The early spring sunshine coddled Laurelyn Dossett, citizen of the Triad, as she sat in repose on a downtown Greensboro bench, striking highlights in her long, blonde hair strong enough to cast a glare.
Last night she sat in at Lucky 32 in Greensboro with Rhiannon Giddens, who provides the lilting voice, learned strings and plucky banjo for the Grammy-winning Carolina Chocolate Drops. Later today she’ll be working on Triad Stage’s Brother Wolf with collaborator Preston Lane. And then this weekend they’ll bring the musical, which they wrote together for a Greensboro production eight years ago, to the Hanesbrands Theatre in Winston-Salem for a reprise.
These are the kinds of collaborations that develop when people with talent decide to stick around awhile.
“We’ve done five plays together,” she says of Lane, “and it’s great that they’ve done well, but it’s more important that we just got to do them.”
It’s a new space, and the show will have new costumes, a new set, new actors. In many ways, it’s an entirely new production.
“There’s different things that the space brings out,” Dossett says. “It’s so much bigger, so there’s more traveling time as you walk across the stage. Different lighting and acoustics. A lot of [the differences] we won’t know until we get in the space.”
It’s a loose, Appalachian retelling of the story of Beowulf, which Dossett says she still hasn’t read in its entirety, with the kind of old-time music for which she has become known, first in her time with Polecat Creek but now a much broader audience.

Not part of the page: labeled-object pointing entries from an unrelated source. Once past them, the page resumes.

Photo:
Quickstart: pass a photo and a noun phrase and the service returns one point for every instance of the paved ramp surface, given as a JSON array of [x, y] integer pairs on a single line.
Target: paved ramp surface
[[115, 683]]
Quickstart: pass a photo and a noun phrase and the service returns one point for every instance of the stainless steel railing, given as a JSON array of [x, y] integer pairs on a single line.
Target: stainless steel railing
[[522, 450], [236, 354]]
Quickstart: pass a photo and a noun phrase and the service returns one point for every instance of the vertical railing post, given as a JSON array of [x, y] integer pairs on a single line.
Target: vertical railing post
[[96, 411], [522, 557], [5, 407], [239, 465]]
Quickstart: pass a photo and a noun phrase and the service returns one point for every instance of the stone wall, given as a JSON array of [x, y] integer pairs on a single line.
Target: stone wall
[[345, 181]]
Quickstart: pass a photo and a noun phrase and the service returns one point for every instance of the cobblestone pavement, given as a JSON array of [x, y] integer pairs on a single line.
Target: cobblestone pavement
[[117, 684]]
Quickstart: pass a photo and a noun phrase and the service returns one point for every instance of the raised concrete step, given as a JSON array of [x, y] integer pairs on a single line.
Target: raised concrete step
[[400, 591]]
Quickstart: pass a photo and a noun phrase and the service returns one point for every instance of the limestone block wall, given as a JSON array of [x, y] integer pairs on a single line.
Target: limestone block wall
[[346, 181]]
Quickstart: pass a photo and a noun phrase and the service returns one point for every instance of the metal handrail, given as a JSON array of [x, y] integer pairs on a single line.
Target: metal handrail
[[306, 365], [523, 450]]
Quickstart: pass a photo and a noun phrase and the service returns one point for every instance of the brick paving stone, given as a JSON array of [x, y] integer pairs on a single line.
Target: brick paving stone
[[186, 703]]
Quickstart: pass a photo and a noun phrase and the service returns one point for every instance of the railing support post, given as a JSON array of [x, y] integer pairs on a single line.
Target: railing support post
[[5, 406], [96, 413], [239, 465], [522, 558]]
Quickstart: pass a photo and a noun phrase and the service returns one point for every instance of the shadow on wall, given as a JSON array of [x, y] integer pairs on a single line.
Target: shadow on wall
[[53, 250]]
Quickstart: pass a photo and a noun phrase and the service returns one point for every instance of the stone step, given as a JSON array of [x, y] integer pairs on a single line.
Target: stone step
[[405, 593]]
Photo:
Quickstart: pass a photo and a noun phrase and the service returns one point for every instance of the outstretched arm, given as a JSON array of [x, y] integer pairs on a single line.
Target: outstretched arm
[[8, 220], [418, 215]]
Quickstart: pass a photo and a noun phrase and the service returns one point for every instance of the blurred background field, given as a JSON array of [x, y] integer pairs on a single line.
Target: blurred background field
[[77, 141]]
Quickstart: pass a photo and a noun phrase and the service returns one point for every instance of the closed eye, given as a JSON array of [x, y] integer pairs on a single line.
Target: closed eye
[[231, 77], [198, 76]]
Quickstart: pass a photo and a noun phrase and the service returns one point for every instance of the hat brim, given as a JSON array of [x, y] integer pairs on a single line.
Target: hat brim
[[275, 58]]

Case in point: She’ll be making the trek all the way from Greensboro to Winston-Salem for this one, which runs through May 25. To hear some say it, that short stretch of Business 40 between the cities is insurmountable.
“I would like to think that this work will bridge that gap,” she says. “The play is so regional, and because Winston-Salem is that much more in the foothills — it has a westward orientation — there’s that much more association with Appalachia.”
A cold wind comes through the plaza, wiping away the heat of the sun. That’s her cue. Preston Lane — and the theatergoing audiences of Winston-Salem — await.